Jeff Neal for C.U.R.E. - Certain Unalienable Rights Endowment

Let’s prevent crime by making up some new laws. Sure, that’s the answer. NOT.

In Economics, Financial, Opinion on December 6, 2011 at 5:38 pm

In the Washington Post of December 6 (Link HERE) Katrina vanden Heuzel joins the chorus of pundits who:

(1) falsely accuse bankers, hedge fund managers and others of crimes,

(2) long for the days before “irresponsible de-regulation” (99% of them mention Glass-Steagal, the repeal of which I find very difficult to blame for the housing bubble or its collapse, but, HEY it sounds smart to mention a law by name),

(3) fail to mention one specific law or regulation the continuation or re-inactment of which would have or will prevent the next “crisis,”

(4) criticize GW Bush and everyone in his administration for using “tax-payer money to bail out” the banks,

(5) suggest that the solution to preventing more bad government decisions is (a) the enactment of a new and different set of laws and regulations that look nothing like the ones that were repealed, and (b) vesting unelected government officials with more power via those new laws and regulations.

Really?  The answer to the government over-stepping its bounds, having and mis-using too much power is  . . . give it ever more “regulatory” power to make banks and other institutions beg for permission before they do this or that?

I suppose that we’re meant to assume that the next Secretary of the Treasury will be more a pure-hearted, more honest man who will not have any friends or former colleagues in the hedge fund business (and will not have anyone on his staff who does).  That way, when one of those all-seeing, all-powerful, clairvoyant regulators spots “systemic risk” or some other such deviation from acceptable behavior that Dodd-Frank purports to have outlawed, no one will get a secret meeting or phone call.  We’re going to outlaw cronyism, damn it, because we’ll keep people with friends and acquaintances in high places from ever occupying an office of power – that’ll work!

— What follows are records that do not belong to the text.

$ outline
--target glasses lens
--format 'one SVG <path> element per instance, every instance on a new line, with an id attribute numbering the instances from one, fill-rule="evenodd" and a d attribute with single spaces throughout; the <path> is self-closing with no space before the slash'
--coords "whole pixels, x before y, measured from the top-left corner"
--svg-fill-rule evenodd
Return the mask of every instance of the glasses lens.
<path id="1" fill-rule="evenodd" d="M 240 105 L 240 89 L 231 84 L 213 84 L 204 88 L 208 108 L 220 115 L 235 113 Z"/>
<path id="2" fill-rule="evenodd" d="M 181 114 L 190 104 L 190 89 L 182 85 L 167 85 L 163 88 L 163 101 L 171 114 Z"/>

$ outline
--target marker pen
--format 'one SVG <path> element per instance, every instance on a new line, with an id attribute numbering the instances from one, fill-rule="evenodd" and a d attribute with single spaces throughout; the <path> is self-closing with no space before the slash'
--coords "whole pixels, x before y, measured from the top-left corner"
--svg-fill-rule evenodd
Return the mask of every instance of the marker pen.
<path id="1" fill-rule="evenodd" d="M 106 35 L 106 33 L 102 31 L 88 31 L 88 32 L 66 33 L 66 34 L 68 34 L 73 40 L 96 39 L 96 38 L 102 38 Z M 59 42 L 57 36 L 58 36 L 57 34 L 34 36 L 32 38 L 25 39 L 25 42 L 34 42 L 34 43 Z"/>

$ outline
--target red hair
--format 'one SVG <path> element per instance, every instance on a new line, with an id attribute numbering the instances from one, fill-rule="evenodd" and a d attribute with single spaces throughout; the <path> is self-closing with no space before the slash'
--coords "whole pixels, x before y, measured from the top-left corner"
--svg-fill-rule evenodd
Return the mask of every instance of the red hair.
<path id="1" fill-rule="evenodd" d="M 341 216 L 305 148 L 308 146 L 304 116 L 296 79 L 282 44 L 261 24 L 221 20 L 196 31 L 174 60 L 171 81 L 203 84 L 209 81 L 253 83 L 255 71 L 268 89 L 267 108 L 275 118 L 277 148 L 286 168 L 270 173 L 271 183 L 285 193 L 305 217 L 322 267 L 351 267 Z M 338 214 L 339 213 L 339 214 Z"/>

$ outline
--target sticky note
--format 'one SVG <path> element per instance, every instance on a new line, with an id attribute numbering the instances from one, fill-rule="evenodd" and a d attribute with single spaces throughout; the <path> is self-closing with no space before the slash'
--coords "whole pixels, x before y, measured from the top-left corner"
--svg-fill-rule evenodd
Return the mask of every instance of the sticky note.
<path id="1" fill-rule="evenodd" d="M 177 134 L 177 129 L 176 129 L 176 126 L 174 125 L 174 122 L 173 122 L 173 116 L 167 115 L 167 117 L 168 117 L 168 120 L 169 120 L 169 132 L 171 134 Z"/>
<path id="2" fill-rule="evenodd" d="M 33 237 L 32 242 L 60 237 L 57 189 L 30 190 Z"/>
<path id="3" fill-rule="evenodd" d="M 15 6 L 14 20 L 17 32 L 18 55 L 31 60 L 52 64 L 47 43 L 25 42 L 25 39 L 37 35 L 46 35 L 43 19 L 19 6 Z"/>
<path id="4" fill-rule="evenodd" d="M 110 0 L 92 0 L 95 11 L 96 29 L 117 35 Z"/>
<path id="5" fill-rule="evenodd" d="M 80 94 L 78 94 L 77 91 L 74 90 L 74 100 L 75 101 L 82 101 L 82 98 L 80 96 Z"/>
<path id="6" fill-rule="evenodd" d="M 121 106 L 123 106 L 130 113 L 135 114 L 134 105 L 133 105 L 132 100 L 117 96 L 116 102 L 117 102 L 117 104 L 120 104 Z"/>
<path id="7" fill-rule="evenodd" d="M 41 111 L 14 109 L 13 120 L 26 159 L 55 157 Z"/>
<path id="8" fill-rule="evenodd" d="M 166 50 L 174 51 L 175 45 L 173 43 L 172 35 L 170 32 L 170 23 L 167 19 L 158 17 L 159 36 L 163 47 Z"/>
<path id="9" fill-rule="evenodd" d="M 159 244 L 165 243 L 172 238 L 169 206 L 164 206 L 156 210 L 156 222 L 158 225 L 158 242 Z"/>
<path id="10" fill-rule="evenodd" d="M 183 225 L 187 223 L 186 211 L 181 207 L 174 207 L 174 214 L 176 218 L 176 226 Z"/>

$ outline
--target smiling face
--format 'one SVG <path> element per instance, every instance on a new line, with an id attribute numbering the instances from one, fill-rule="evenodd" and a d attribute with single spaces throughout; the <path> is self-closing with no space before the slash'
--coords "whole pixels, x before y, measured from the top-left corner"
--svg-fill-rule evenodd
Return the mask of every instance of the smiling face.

Presto!  Outlaw breaking all the new laws and you’ve got perfection!  I’ve got another idea – let’s pass a new law that says murder is really, really bad; so bad that we’re going to start anticipating it (yeah, like in Minority Report with Tom Cruise) and that will have a huge effect on the number of murders, right?  That’s exactly what Dodd-Frank purports to do – the newly empowered regulators will have perfect vision into the future and will prevent any more icky stuff from happening.

Grow up Ms. vandan Heuvel.  If you know of crimes committed by bankers or hedge fund managers, report them immediately to the proper authorities so they can prosecute them under the laws as they existed pre-Dodd-Frank.  If you know not of any such illegalities, I beg you to stop implying that criminals are running free in the streets of mid-town Manhattan with the blessing of the Republican party.

And, with regard to your desire to prevent all the future bad deeds, I suggest that for one to think that the government can “regulate” out of the system all bad risk and the concomitant potential for failures and losses is naive; . . . no it’s dumb and evil.  The only way to accomplish such immunity from loss would be a complete take-over and shut-down of the financial markets – is that what you want?

It boggles the mind to contemplate the conceit necessary for one to believe that the government can imagine, predict, categorize and outlaw only the ‘bad’ versions of the innumerable ways capital is directed to productive uses.  Furthermore, beyond preventing fraud and theft, why should the government decide what is good or bad?

Bottom line:  What is the ideal regulatory regime for the capital markets?

Two laws:

1.  No Fraud – Check.

2.  No theft – Check.

And, since the state has the exclusive power to compel a party to honor any contract it enters of its own volition, the state must exercise that power (a) as necessary and (b) without regard to what the enforcer thinks the ‘fair’ outcome of the business transaction should have been.

Any other laws will give protection or otherwise give preference to one party over another, and the (unconstitutional) power to pass such preferential laws will lead to perversion and abuse of the law.  (See Frederic Bastiat, The Law  See in particular, the chapter Property and Plunder.)

Don’t change plunderers.  Stop the plundering.